Over the past few years, a number of wide-ranging reforms regulating the financial services industry have been implemented, in particular relating to pay and bonuses paid by banks, building societies and certain investment firms. In today’s video I’m going to look at the latest developments in this area regarding the payment of bonuses.

Don’t forget to have a go at answering our quiz question at the end of the video for the chance to win a bottle of champagne.

Bonus caps

First of all I’m going to look at the subject of bonus caps.

Recent reforms implemented by the EU relating to the financial services industry are set out in the CRD IV Directive and Capital Requirements Regulation of 2013, which are known together as CRD IV.

Member states were required to implement CRD IV, which contains various provisions relating to remuneration and bonuses paid by banks, building societies and certain investment businesses, by the 1st of January 2014.

In particular the CRD IV reforms require financial institutions to impose a cap on bonuses of one year’s basic pay, except where the regulators in the member states permit this to rise to two years’ basic salary with shareholders’ consent.

The relevant regulators in the UK are the PRA – the Prudential Regulation Authority – and the FCA – the Financial Conduct Authority. So far as the UK is concerned, the PRA and the FCA have confirmed that they will allow the cap on bonuses to be increased to two year’s basic pay with shareholder consent.

The first bonuses to be affected by this new rule are those to be paid this year in respect of performance in 2014. This will affect not only new contracts entered into since the implementation date of 1st January 2014, but also those contracts in place before that date.

In September 2013, the UK Government announced the launch of a legal challenge to the new bonus cap provisions in the European Court of Justice, stating that they considered the legislation was not fit for purpose and would not improve stability across the banking system.

However, in November last year, the Government announced that it would no longer be pursuing its challenge. This followed publication of an Advocate General’s opinion that all grounds for the challenge should be rejected and that the ECJ should dismiss the action.

As a result the new provisions on bonus caps stand, and will impact bonuses paid by the relevant firms this year.

Bonus clawback

The second area I’m going to look at is bonus clawback. As you’ll be aware, this is where an employer claims repayment of a bonus which has already been paid in certain circumstances.

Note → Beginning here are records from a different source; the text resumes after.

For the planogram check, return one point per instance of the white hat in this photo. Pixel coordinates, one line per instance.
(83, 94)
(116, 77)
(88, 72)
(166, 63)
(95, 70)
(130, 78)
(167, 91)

By way of background, in March last year the PRA issued a consultation paper on bonus clawback. It set out its proposals to require all PRA-authorised firms to amend their employment contracts to ensure that bonuses which have been paid can be clawed back from employees in certain circumstances. These were:

  • firstly, where there is reasonable evidence of misbehaviour or material error by the employee;
  • or, secondly, where the firm, or relevant part of the firm, suffers a material downturn in its financial performance;
  • or, finally, where the firm or relevant part suffers a material failure of risk management.

The British Bankers’ Association criticised some of these proposals as unfair and potentially unenforceable. In particular they argued that amending employment contracts retrospectively would be in breach of employment law in many countries in which UK banks operate. In addition, they considered that bonus clawback would discourage results-based pay, which would result in increased pay overall.

In July last year the PRA issued its final policy statement on the matter. As a result, PRA-authorised firms must ensure that bonuses are subject to clawback for a period of up to 7 years after vesting.

However, this clawback requirement will only apply in relation to bonuses awarded on or after the 1st of January this year. It won’t apply to past bonuses.

In addition, the grounds for clawback have narrowed – firms won’t have to claw back bonuses in the event of a material downturn in financial performance – only on the other grounds of employee misbehaviour or material error – or where the firm has suffered a material failure of risk management.

From the 1st of January this year, PRA-authorised firms will have to amend their employment contracts so that they have the right to claw back bonuses from individual employees in accordance with these new rules.